With that distinction as background, the global corporation Robert Bosch GmbH has three shareholders:

  • Robert Bosch Industrietreuhand KG is a steering committee that makes general governance decisions (the way a "shareholder's meeting" would for some other company). They hold 93% of the voting shares and no paying shares.
  • Robert Bosch Stiftung GmbH is a non-profit charitable foundation that funds the Robert Bosch Hospital, schools and daycare centers, and peaceful social initiatives around the world. They hold 94% of the paying shares and no voting shares.
  • The Bosch family (the descendants of Robert Bosch) own the remaining shares: 7% of voting, and 6% of paying. This way they are not forgotten, but neither can they wrest control of the company to do something crazy.

As I say, for a long time I assumed this structure was unique to Bosch.
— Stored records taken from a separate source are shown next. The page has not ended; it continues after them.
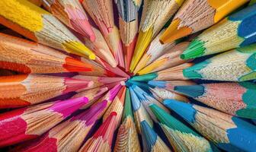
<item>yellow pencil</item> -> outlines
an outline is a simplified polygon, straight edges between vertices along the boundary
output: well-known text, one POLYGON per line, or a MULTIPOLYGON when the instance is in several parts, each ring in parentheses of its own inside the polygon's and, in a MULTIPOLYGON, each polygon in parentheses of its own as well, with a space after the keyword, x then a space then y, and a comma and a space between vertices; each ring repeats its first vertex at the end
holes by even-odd
POLYGON ((39 43, 95 59, 95 55, 60 21, 27 0, 2 1, 0 24, 39 43))
POLYGON ((187 0, 160 37, 162 43, 206 29, 249 0, 187 0))
POLYGON ((150 42, 178 11, 184 0, 145 0, 139 36, 130 71, 133 72, 150 42))

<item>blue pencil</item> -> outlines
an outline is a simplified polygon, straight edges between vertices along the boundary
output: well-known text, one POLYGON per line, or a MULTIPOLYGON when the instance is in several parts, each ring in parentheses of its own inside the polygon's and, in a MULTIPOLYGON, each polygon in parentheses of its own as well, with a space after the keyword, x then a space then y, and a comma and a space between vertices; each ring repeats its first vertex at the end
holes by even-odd
POLYGON ((137 132, 141 133, 140 122, 146 120, 151 127, 153 127, 153 121, 150 118, 143 105, 139 101, 133 89, 130 87, 129 90, 131 96, 134 121, 136 125, 137 132))
POLYGON ((146 121, 140 122, 144 151, 171 151, 146 121))
POLYGON ((174 100, 164 104, 204 137, 226 151, 255 151, 256 127, 217 110, 174 100))

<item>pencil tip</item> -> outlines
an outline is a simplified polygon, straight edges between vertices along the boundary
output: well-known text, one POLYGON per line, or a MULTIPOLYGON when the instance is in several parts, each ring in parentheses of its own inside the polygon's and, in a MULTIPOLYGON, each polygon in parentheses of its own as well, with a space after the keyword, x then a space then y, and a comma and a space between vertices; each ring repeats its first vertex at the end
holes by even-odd
POLYGON ((203 55, 205 52, 203 43, 200 40, 194 40, 188 46, 187 49, 181 55, 182 59, 190 59, 203 55))
POLYGON ((91 65, 71 57, 66 58, 65 62, 63 68, 70 72, 91 71, 92 70, 91 65))
POLYGON ((181 20, 177 18, 174 20, 170 26, 166 29, 160 37, 160 43, 165 44, 171 43, 184 36, 188 36, 192 33, 192 29, 187 27, 180 27, 181 20))
POLYGON ((209 62, 207 61, 197 63, 191 67, 183 70, 183 75, 189 79, 203 78, 203 76, 198 71, 203 68, 209 62))
POLYGON ((165 84, 166 84, 165 81, 149 81, 148 82, 148 84, 160 88, 165 87, 165 84))
POLYGON ((204 93, 204 87, 203 85, 175 86, 174 90, 190 97, 196 98, 204 93))
POLYGON ((155 79, 155 78, 157 78, 157 74, 154 72, 145 75, 134 76, 130 80, 136 81, 149 81, 155 79))
POLYGON ((142 56, 144 52, 147 49, 153 36, 153 28, 151 27, 146 31, 140 30, 139 33, 138 40, 134 49, 134 54, 130 64, 130 71, 133 72, 139 59, 142 56))
POLYGON ((164 105, 168 109, 174 111, 188 122, 193 123, 195 121, 197 111, 190 103, 187 103, 175 100, 165 100, 164 105))

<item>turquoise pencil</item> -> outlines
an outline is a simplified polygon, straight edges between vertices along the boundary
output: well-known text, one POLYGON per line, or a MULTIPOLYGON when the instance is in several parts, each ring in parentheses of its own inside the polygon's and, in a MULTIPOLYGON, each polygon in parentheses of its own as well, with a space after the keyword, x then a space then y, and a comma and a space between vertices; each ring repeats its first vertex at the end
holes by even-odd
POLYGON ((254 151, 256 126, 224 112, 174 100, 164 104, 226 151, 254 151))

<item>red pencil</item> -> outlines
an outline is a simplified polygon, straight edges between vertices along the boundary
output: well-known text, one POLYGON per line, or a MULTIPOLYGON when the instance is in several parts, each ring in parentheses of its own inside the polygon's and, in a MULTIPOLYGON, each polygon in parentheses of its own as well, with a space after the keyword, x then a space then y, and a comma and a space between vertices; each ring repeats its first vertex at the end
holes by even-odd
POLYGON ((114 131, 117 125, 117 112, 112 112, 95 134, 89 138, 79 152, 111 151, 114 131))
POLYGON ((86 97, 56 101, 0 115, 0 147, 36 138, 88 103, 86 97))
POLYGON ((51 128, 38 140, 22 144, 13 151, 78 151, 106 106, 105 102, 91 106, 81 114, 51 128))
POLYGON ((36 104, 91 85, 90 81, 40 74, 0 77, 0 109, 36 104))

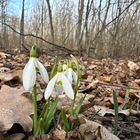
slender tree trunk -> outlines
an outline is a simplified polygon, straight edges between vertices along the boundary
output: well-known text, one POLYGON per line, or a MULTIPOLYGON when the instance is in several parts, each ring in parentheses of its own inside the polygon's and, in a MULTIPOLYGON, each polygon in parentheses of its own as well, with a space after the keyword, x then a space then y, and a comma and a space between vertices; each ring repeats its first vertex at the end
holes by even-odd
POLYGON ((78 26, 76 29, 76 46, 78 48, 79 55, 81 55, 81 29, 82 29, 82 19, 83 19, 83 11, 84 11, 84 0, 79 0, 78 4, 78 26))
POLYGON ((22 46, 24 46, 24 4, 25 0, 22 0, 22 13, 20 20, 20 40, 19 40, 20 50, 22 50, 22 46))
POLYGON ((52 43, 54 42, 54 28, 53 28, 53 21, 52 21, 52 10, 50 6, 50 0, 46 0, 48 10, 49 10, 49 19, 50 19, 50 27, 51 27, 51 37, 52 37, 52 43))

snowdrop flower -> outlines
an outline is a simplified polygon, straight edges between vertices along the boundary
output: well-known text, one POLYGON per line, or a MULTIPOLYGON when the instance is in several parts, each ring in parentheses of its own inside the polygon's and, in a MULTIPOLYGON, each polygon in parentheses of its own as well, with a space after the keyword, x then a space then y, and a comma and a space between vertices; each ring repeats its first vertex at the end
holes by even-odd
MULTIPOLYGON (((47 86, 46 91, 45 91, 45 99, 46 100, 52 94, 55 86, 60 86, 59 88, 61 88, 61 86, 62 86, 66 95, 70 99, 74 99, 74 91, 72 89, 72 85, 70 84, 70 82, 67 79, 67 77, 65 76, 65 74, 62 72, 62 66, 61 65, 58 66, 57 74, 48 83, 48 86, 47 86)), ((61 92, 63 92, 63 90, 61 89, 61 92)))
POLYGON ((72 85, 73 81, 76 84, 76 82, 77 82, 77 74, 76 74, 76 72, 73 71, 71 62, 68 63, 68 69, 66 70, 65 75, 68 78, 68 80, 71 83, 71 85, 72 85))
POLYGON ((36 58, 36 47, 33 46, 30 51, 30 59, 23 69, 23 86, 25 90, 30 91, 33 89, 36 82, 37 71, 40 73, 43 80, 48 83, 48 72, 36 58))
POLYGON ((67 68, 68 68, 67 63, 66 63, 66 62, 64 62, 64 64, 62 65, 62 69, 63 69, 63 71, 66 71, 66 70, 67 70, 67 68))

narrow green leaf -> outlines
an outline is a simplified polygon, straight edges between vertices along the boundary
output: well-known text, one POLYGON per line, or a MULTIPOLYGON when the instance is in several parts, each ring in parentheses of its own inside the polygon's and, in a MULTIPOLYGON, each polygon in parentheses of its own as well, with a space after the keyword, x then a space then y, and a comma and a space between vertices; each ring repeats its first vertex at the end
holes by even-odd
POLYGON ((47 113, 45 113, 45 115, 44 115, 45 133, 47 133, 47 131, 48 131, 50 125, 51 125, 51 122, 54 118, 54 114, 55 114, 56 108, 57 108, 57 103, 58 103, 58 97, 52 102, 49 111, 47 111, 47 113))
POLYGON ((83 101, 84 101, 85 97, 86 97, 86 95, 80 99, 78 105, 77 105, 76 108, 74 109, 74 112, 73 112, 74 115, 78 116, 79 111, 80 111, 80 109, 81 109, 81 106, 82 106, 82 104, 83 104, 83 101))
POLYGON ((128 85, 126 92, 125 92, 125 98, 124 98, 124 107, 123 109, 127 109, 126 103, 128 103, 129 100, 129 93, 130 93, 130 85, 128 85))

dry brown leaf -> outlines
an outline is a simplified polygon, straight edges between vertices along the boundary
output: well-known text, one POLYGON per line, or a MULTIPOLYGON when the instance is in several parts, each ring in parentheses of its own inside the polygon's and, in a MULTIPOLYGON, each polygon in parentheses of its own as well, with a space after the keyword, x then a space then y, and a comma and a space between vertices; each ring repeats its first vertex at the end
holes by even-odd
POLYGON ((9 56, 11 56, 10 54, 6 54, 6 53, 4 53, 4 52, 0 52, 0 58, 7 58, 7 57, 9 57, 9 56))
POLYGON ((33 122, 29 115, 33 114, 33 105, 22 95, 23 91, 23 88, 1 87, 0 131, 9 130, 14 123, 19 123, 25 131, 32 130, 33 122))
POLYGON ((97 77, 97 79, 104 82, 110 82, 113 79, 113 75, 104 75, 97 77))
MULTIPOLYGON (((94 106, 94 109, 96 112, 98 112, 98 114, 100 116, 105 116, 106 114, 112 114, 112 115, 115 115, 115 110, 114 109, 109 109, 107 107, 104 107, 104 106, 94 106)), ((130 115, 130 110, 129 109, 126 109, 126 110, 120 110, 119 111, 120 114, 124 114, 126 116, 129 116, 130 115)))
POLYGON ((79 131, 84 140, 119 140, 101 124, 86 119, 82 120, 79 131))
But when I began researching this article, I discovered that a few other companies do the same thing. In September of 2022, Patagonia reorganized around a similar model.*** IKEA uses another variant of foundation-ownership, including benefits to a charitable foundation, although the IKEA governance structure is much more complicated than that of Bosch or Patagonia. And there are other examples as well. 


Again, for a small company with a single owner, these tools are probably more than you need to think about. But if you want to build a legacy, or if you want your company to support a beneficiary or a cause, these are among the ways to do it.   

__________

* See, for example, the discussions here and here. 

** ISO 9001:2015, clause 4.2. 

*** This article in Medium goes into some detail.